The 2014 Spanish agreement Document for the Detection and Management of Chronic Kidney Disease (CKD) recommended that, in people with risk factors for development of and progression of CKD, the doctor should take certain preventive measure.1

Despite these recommendations, the prevalence of CKD continues to rise. In Mexico, one of the Latin American countries with the highest prevalence of CKD,2,3 there was an increase from 394 to 986 (patient per million)ppm from 2003 to 2007.
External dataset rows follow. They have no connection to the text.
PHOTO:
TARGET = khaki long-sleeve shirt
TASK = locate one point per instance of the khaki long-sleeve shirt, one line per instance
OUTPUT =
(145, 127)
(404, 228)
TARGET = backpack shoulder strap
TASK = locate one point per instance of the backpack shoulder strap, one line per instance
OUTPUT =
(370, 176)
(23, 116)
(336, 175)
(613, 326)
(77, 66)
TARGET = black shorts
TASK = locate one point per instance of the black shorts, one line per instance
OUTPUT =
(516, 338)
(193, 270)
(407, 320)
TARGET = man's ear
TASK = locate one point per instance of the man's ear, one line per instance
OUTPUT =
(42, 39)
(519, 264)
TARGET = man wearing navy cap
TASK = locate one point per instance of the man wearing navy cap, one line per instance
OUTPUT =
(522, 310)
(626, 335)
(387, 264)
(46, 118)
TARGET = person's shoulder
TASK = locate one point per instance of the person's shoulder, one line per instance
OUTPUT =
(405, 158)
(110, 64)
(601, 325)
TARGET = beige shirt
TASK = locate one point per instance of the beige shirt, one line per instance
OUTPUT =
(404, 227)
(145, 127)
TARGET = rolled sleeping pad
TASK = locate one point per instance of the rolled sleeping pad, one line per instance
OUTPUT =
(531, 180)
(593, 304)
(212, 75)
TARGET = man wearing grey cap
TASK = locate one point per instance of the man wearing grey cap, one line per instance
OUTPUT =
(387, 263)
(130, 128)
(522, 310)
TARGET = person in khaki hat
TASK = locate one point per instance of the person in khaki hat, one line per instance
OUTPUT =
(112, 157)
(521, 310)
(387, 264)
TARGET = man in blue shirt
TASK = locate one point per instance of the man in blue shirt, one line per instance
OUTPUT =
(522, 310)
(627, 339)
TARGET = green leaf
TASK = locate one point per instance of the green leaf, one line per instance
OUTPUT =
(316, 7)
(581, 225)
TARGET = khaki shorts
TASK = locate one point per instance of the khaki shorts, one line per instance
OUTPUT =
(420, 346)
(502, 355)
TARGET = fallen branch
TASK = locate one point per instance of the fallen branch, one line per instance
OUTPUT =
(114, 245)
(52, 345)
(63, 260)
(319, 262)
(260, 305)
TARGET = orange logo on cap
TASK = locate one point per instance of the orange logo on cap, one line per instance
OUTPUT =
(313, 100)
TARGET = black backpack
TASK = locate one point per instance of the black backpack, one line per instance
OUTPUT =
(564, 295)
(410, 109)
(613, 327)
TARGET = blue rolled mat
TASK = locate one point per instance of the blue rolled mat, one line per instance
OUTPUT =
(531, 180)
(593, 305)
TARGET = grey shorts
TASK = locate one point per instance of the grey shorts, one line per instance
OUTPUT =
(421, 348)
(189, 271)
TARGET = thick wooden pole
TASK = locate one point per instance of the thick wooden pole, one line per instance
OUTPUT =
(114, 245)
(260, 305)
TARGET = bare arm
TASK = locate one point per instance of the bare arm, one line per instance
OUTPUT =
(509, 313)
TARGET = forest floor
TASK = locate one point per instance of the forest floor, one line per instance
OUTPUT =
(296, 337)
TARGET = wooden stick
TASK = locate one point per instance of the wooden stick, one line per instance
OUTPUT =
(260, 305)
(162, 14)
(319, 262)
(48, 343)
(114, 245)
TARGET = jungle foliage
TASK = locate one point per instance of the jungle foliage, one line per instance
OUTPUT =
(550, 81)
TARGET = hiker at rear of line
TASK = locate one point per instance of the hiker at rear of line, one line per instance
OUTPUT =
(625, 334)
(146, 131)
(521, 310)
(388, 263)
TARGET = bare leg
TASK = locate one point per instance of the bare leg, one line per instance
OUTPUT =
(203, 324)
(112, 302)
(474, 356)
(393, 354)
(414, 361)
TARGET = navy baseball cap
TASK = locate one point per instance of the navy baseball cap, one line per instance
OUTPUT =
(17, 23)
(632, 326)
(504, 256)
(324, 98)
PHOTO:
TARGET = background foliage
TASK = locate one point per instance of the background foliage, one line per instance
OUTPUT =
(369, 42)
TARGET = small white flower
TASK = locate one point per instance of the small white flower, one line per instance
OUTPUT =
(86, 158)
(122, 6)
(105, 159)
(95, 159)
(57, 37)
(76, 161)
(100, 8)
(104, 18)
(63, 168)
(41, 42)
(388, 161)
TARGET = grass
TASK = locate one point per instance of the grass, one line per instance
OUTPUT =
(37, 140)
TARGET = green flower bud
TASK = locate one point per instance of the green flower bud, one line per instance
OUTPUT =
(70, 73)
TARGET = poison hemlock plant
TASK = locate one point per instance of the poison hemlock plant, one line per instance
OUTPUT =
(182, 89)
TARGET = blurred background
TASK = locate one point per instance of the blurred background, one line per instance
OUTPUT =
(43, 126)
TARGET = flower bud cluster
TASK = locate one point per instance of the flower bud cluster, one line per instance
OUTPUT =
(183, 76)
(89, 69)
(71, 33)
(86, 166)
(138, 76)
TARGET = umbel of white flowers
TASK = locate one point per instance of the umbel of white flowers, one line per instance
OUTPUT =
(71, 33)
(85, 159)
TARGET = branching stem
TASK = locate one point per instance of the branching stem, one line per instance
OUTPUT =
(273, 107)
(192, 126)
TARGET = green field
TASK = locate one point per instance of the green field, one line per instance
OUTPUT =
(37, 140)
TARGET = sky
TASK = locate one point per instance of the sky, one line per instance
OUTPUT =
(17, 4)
To help primary care physicians to monitor groups at risk, a model was constructed to predict probability of developing CKD, depending on the different combinations of risk factors that can be detected in a family medicine clinic.

This was a case–control study of patients treated in a primary care unit of the Instituto Mexicano del Seguro Social (Mexican Social Security Institute), Querétaro, Mexico, in 2013. The sample size was calculated using the formula for two proportion, with a significance level of 95%, test power 80%, OR 2.2, considering a 1:1 ratio of patients with CKD for unpaired data (n=100 for each group).

Definition of groups

Cases: patients diagnosed with CKD by the renal department, glomerular filtration rate ≤60mL/min, measured by 24h urinary creatinine clearance, both sexes, and those older than 18 years.

Controls: patients without CKD, glomerular filtration rate ≥61mL/min measured by the Cockcroft–Gault formula on 2 different occasions and confirmed by a 24h urinary creatinine, both sexes, and those older than 18 years.

Exclusion criteria were pregnancy and other causes of proteinuria. Patients with incomplete histories were not included.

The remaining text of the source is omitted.